I saw some breathtakingly bad performances, including Todd Ritchie of the Brewers surrendering an almost inconceivable 14 hits and nine runs to the Diamondbacks in two innings of action, even walking two men with the bases loaded—all this while Luis Gonzales, Steve Finley, and Mark Grace took the day off. In a splendid act of disrespect, the D-backs’ David Dellucci, a reserve outfielder, swung on a 3-0 pitch with the bases loaded, singling and driving in two runs. Of course, the grand slam home run that Dellucci had hit the previous inning probably gave him a fair measure of confidence against the Brewers’ shaky starter. (The D-backs then continued to feast off reliever Mike Buddie, winning by a final of 14-2.)

On the other hand, Alex and I saw a lovely pitching battle between two of the best young starters in the NL, Jason Schmidt of the Giants and Jason Jennings of the Rockies. Jennings, last year’s NL rookie of the year, racked up a series of checked-swing strikes on what I take to have been off-speed stuff. But Schmidt out-dueled his fellow Jason with a fastball that, according to a scout wielding a radar gun down the row from me, clocked in at 95 mph. Several deeply-in-the-know Rockies fans solemnly informed me that Jennings had “come to play” this year and might well be the first 20-game-winner in the Rockies’ pitching-deprived history.

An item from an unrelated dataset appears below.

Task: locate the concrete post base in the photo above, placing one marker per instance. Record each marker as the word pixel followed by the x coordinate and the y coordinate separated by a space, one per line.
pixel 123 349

One of my sources here was Mort Atkins, an usher patrolling the stands behind the Rockies’ dugout and the quintessential Spring Training Old Gent. Mort is a 77-year-old retired salesman with the accent, schnoz, and uncompromising manner of his native Brooklyn. (His lapel pin read “Mort,” and then, “New York.”) Mort is a sports nut and ex-jock who made serious money playing semipro football more than half a century ago. He was a baseball fan until the Giants and Dodgers abandoned New York in the late ‘50s, at which point he said the hell with it. Nowadays, however, Mort plays first base and outfield in a senior league—”three days a week, 52 weeks a year.” Wearing Ray-Bans against the brilliant sun, Mort looked terrific—lean, nimble, weathered. I asked him if he could divulge his batting average. “You won’t believe me if I tell you,” he said, fairly daring me. I bit. “Over the last 10 years or so,” Mort said, “I’m hitting .440, .450.” Mort was scanning his domain as we spoke, and now he excused himself to order a couple of kids off the dugout roof. When he came back, he said that he was hoping to break the league’s record for seniority, which now stands at 84. Actually, he looked like he’d still be covering a fair amount of ground at 90. Alex said later that he thought Mort would make a fantastic grandfather.

Alex himself was still attending my own private baseball school. Opening day for his league is April 5—about the same as the bigs—and after our previous drill session, a few days earlier, I knew we had a problem. We found an entire complex of fields among the eight-lane boulevards of Tucson; not without reason did Mort call his adopted city “the capital of baseball.” The jagged skyline of the Santa Catalina Mountains seemed to rise just beyond the traffic. It was getting on toward dusk, and pools of shadow draped themselves in the rounded folds of the raw, brown hills. We played catch in the outfield. I kept throwing the ball just out of Alex’s reach to make him run or jump, and he kept declining to do much of either. Alex is an earthbound child; the air is not a medium in which he feels comfortable. After about half an hour of muffing fly balls, he said, “Dad, I think maybe the team will be depending on me for hitting more than fielding.” Alas—unlike Mort, he hadn’t been weaned on stickball, and I was fairly sure he would be even more unnerved at the plate than in the field.

Well, if you can’t play, you can always watch, as even Mort will find some day. Last Thursday, as the air campaign in Baghdad was just getting under way in earnest, Alex and I were sitting in the brilliant sunshine in Tucson Electric Park, eating tacos while the Diamondbacks were dismantling the Brewers. Alex turned to me and said, “You know, I would never be having nearly as good a time at Yankee Stadium.” I asked why, and he said, “Well, it’s really relaxed, there aren’t that many people, the food is good, they don’t take the pitcher out … and I don’t have school tomorrow.”